Avec « Angle Mort », court métrage d’animation de 15 mn, Lotfi Achour ressuscite l’histoire tragique et vraie de Kamel Matmati, opposant mort sous la torture en octobre 1991. Un film puissant et bouleversant.
Dans « Angle Mort », le cinéaste et dramaturge Lotfi Achour, réalisateur entre autres de « Demain, dès l’aube », long métrage produit en 2016, s’essaye pour la première fois à l’animation. Grâce à sa complicité avec Lotfi Mahfoudh, son directeur artistique. Le réalisateur tunisien vivant en France revient dans ce court-métrage de 15 mn sur la tragédie de Kamel Matmati, dont le procès devant les chambres spécialisées dans la justice transitionnelle, a démarré en mai 2018, inaugurant en Tunisie ce processus juridictionnel. Plus de quatre années après, aucun jugement n’a été prononcé ni dans cette affaire de disparition forcée, ni dans les 204 procès pour violations graves des droits humains qu’examinent depuis plus de 48 mois les 13 juridictions spécialisées situées dans toute la République. L’histoire de Matmati reste emblématique : le 7 octobre 1991, pendant la grande rafle qui vise les islamistes, cet opposant à Ben Ali âgé à l’époque de 27 ans est kidnappé alors qu’il se trouvait sur son lieu de travail.

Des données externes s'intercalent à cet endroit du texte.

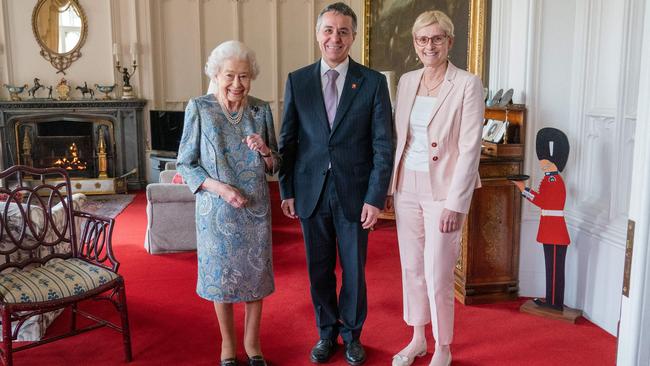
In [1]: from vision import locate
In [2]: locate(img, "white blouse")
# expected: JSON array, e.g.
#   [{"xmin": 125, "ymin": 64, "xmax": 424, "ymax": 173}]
[{"xmin": 404, "ymin": 95, "xmax": 438, "ymax": 172}]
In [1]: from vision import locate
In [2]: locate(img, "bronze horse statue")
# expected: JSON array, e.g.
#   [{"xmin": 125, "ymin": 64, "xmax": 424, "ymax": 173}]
[
  {"xmin": 75, "ymin": 81, "xmax": 95, "ymax": 99},
  {"xmin": 27, "ymin": 78, "xmax": 44, "ymax": 98}
]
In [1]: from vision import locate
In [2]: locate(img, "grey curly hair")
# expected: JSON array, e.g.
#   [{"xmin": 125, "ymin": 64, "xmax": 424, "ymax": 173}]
[{"xmin": 205, "ymin": 41, "xmax": 260, "ymax": 80}]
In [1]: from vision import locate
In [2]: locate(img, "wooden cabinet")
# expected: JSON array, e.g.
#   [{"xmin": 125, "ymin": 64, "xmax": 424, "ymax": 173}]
[{"xmin": 455, "ymin": 105, "xmax": 525, "ymax": 304}]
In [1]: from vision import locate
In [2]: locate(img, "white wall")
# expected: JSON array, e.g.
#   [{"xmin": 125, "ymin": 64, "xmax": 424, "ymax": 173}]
[{"xmin": 490, "ymin": 0, "xmax": 645, "ymax": 334}]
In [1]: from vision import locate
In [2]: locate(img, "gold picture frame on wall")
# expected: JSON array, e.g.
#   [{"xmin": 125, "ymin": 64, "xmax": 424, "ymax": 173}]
[{"xmin": 362, "ymin": 0, "xmax": 488, "ymax": 84}]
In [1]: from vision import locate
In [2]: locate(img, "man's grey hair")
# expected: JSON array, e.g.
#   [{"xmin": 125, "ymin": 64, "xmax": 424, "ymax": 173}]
[
  {"xmin": 316, "ymin": 2, "xmax": 357, "ymax": 33},
  {"xmin": 205, "ymin": 41, "xmax": 260, "ymax": 80}
]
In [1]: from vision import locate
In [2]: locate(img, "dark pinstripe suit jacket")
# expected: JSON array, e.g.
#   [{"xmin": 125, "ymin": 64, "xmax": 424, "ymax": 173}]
[{"xmin": 279, "ymin": 59, "xmax": 393, "ymax": 221}]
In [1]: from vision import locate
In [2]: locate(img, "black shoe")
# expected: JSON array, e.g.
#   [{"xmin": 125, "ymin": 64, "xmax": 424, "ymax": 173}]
[
  {"xmin": 248, "ymin": 355, "xmax": 266, "ymax": 366},
  {"xmin": 310, "ymin": 339, "xmax": 337, "ymax": 363},
  {"xmin": 533, "ymin": 298, "xmax": 564, "ymax": 311},
  {"xmin": 345, "ymin": 340, "xmax": 366, "ymax": 366}
]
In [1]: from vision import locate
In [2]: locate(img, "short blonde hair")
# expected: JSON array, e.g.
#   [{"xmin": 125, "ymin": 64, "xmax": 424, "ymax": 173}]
[
  {"xmin": 205, "ymin": 41, "xmax": 260, "ymax": 80},
  {"xmin": 412, "ymin": 10, "xmax": 454, "ymax": 38}
]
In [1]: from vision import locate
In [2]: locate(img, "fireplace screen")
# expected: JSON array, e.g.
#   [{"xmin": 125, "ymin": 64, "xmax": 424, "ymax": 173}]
[{"xmin": 16, "ymin": 119, "xmax": 114, "ymax": 178}]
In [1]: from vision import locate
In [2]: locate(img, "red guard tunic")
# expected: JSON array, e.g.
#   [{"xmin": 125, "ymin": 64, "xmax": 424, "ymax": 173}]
[{"xmin": 522, "ymin": 172, "xmax": 571, "ymax": 245}]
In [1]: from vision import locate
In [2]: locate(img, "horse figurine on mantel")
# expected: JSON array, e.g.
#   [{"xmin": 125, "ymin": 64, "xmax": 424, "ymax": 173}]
[
  {"xmin": 75, "ymin": 81, "xmax": 95, "ymax": 99},
  {"xmin": 27, "ymin": 78, "xmax": 44, "ymax": 99}
]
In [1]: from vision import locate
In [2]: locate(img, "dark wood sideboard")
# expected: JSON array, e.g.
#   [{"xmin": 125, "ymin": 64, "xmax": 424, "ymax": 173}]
[{"xmin": 455, "ymin": 104, "xmax": 526, "ymax": 304}]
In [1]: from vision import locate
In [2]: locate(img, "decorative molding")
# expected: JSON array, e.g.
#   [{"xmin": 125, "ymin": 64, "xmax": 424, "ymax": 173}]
[{"xmin": 0, "ymin": 99, "xmax": 147, "ymax": 110}]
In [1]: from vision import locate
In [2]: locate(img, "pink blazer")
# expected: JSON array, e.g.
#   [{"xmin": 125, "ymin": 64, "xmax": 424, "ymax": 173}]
[{"xmin": 388, "ymin": 62, "xmax": 485, "ymax": 213}]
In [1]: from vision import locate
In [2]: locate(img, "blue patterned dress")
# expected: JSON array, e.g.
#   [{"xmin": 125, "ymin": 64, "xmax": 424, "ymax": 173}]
[{"xmin": 176, "ymin": 94, "xmax": 279, "ymax": 303}]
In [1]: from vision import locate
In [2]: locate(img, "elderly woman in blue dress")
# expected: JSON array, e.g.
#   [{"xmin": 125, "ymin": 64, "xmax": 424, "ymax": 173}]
[{"xmin": 177, "ymin": 41, "xmax": 279, "ymax": 366}]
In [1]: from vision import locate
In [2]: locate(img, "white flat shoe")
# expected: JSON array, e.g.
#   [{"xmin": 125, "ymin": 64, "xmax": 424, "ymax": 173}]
[
  {"xmin": 429, "ymin": 352, "xmax": 451, "ymax": 366},
  {"xmin": 393, "ymin": 345, "xmax": 427, "ymax": 366}
]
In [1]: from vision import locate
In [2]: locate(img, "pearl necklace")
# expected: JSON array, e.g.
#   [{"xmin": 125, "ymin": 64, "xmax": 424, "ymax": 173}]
[
  {"xmin": 217, "ymin": 98, "xmax": 244, "ymax": 125},
  {"xmin": 422, "ymin": 78, "xmax": 445, "ymax": 96}
]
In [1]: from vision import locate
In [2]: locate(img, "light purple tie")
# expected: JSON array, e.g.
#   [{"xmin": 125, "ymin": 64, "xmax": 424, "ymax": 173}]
[{"xmin": 324, "ymin": 69, "xmax": 339, "ymax": 128}]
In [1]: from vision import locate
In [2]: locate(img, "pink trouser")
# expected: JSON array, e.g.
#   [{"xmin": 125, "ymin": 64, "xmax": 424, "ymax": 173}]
[{"xmin": 394, "ymin": 168, "xmax": 462, "ymax": 346}]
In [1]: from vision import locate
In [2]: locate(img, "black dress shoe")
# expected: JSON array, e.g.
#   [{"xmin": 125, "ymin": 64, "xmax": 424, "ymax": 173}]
[
  {"xmin": 248, "ymin": 356, "xmax": 266, "ymax": 366},
  {"xmin": 310, "ymin": 339, "xmax": 337, "ymax": 363},
  {"xmin": 219, "ymin": 358, "xmax": 237, "ymax": 366},
  {"xmin": 533, "ymin": 298, "xmax": 564, "ymax": 311},
  {"xmin": 345, "ymin": 340, "xmax": 366, "ymax": 366}
]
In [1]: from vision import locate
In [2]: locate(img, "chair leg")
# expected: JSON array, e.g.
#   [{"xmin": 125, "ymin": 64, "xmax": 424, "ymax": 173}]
[
  {"xmin": 118, "ymin": 282, "xmax": 133, "ymax": 362},
  {"xmin": 0, "ymin": 309, "xmax": 13, "ymax": 366}
]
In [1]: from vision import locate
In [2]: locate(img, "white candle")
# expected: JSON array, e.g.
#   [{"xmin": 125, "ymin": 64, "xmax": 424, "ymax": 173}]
[{"xmin": 130, "ymin": 42, "xmax": 138, "ymax": 60}]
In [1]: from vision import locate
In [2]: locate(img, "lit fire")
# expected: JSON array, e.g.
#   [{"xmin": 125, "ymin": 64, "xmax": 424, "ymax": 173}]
[{"xmin": 54, "ymin": 142, "xmax": 88, "ymax": 170}]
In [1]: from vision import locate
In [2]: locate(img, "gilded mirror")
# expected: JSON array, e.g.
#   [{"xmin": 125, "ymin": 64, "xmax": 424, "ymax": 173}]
[{"xmin": 32, "ymin": 0, "xmax": 88, "ymax": 75}]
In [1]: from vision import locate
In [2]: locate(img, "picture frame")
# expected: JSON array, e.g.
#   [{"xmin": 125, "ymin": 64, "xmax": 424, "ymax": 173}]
[
  {"xmin": 482, "ymin": 119, "xmax": 508, "ymax": 144},
  {"xmin": 362, "ymin": 0, "xmax": 489, "ymax": 85}
]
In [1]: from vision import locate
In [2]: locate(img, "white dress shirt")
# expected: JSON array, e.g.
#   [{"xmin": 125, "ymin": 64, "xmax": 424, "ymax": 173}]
[{"xmin": 404, "ymin": 96, "xmax": 438, "ymax": 172}]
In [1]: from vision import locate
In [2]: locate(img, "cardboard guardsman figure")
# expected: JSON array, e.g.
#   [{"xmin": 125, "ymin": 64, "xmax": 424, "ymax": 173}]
[{"xmin": 513, "ymin": 128, "xmax": 571, "ymax": 311}]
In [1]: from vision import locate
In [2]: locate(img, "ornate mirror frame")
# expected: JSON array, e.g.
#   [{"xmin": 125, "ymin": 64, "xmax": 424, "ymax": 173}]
[{"xmin": 32, "ymin": 0, "xmax": 88, "ymax": 75}]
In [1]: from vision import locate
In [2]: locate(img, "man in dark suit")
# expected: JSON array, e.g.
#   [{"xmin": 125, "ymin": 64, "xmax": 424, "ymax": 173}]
[{"xmin": 280, "ymin": 3, "xmax": 393, "ymax": 365}]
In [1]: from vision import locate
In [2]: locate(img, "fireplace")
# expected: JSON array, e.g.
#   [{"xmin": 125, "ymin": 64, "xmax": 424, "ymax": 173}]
[
  {"xmin": 15, "ymin": 117, "xmax": 115, "ymax": 178},
  {"xmin": 0, "ymin": 100, "xmax": 146, "ymax": 194}
]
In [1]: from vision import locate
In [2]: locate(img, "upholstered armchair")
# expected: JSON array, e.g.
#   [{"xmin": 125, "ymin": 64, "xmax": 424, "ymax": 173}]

Torturé, tué puis disparu sans jamais avoir été retrouvé, il revient nous parler trente ans plus tard dans « Angle Mort » en faisant sienne la question de sa propre mère répétée pendant son audition publique en 2016 et devant le Tribunal de première instance de Gafsa deux ans plus tard : où avez-vous déposé le corps de mon fils ?
La forme aussi importante que l’histoire
Lotfi Achour et Lotfi Mahfoudh utilisent ici la « technique de la photocopie » susceptible de donner aux silhouettes humaines une texture et une allure fantomatiques. Des ombres portées oubliées, occultées. Totalement en noir et blanc, avec pour seule tache rouge, le sang de Matmati quand l’un de ses tortionnaires lui assène le coup de grâce, cet effet donne au film l’aspect d’archives mouvantes. Sombres et énigmatiques. Dans ce film bouleversant de vérité (le réalisateur a étudié le dossier d’instruction de l’affaire et suivi son évolution devant les tribunaux), Matmati s’y interroge : « Les juges savaient-ils que j’ai subi un homicide alors que mon procès s’ouvrait quatre mois après ma mort ? Pourquoi a-t-on laissé ma mère écumer les prisons à ma recherche alors que je n’étais plus de ce monde ? ». Pour Lotfi Achour, cette histoire représente « l’une des grandes mises en scène de l’Etat sous Ben Ali. Ainsi, dans les cas d’assassinat par les corps sécuritaires, on soumettait à l’ex-président plusieurs scénarios : fuite du prisonnier, arrêt cardiaque…Et lui choisissait entre ces divers grands mensonges. C’est sous cet angle que je veux aborder une série sur les crimes d’Etat. La recherche de la forme est pour moi aussi importante que l’histoire elle-même. Il s’agit à chaque fois de trouver la forme la plus adaptée à la matière », précise le cinéaste.
En fait, c’est grâce à la forme ou encore au style que ce projet est imprégné d’émotions ainsi que d’une dimension artistique et d’une valeur ajoutée esthétique. Des outils pour les créateurs afin de rendre cette thématique de la répression au temps de l’ancien régime plus accessible et plus attractive pour le public, alors qu’un désamour et un désintérêt ont petit à petit accablé le processus de justice transitionnelle dans le pays. Et les émotions, qui se sont manifestées à travers les réseaux sociaux au moment où les victimes de violations graves des droits humains témoignaient à la télévision pendant les auditions publiques, ont vite fait de se tasser.
« Je crois dans la capacité du cinéma, de la littérature et des historiens à élaborer un travail sur notre passé et pourquoi pas rouvrir des affaires auxquelles le processus de justice transitionnelle, court-circuité par les politiques, n’aura pas réussi à rendre justice », affirme Lotfi Achour. « Angle Mort ». Projeté en juin sur Arte, «Angle Mort» a reçu plusieurs prix, dont celui du court-métrage à la 4e édition du Festival international documentaire (Fipadoc), organisée du 17 au 23 janvier 2022, à Biarritz (France).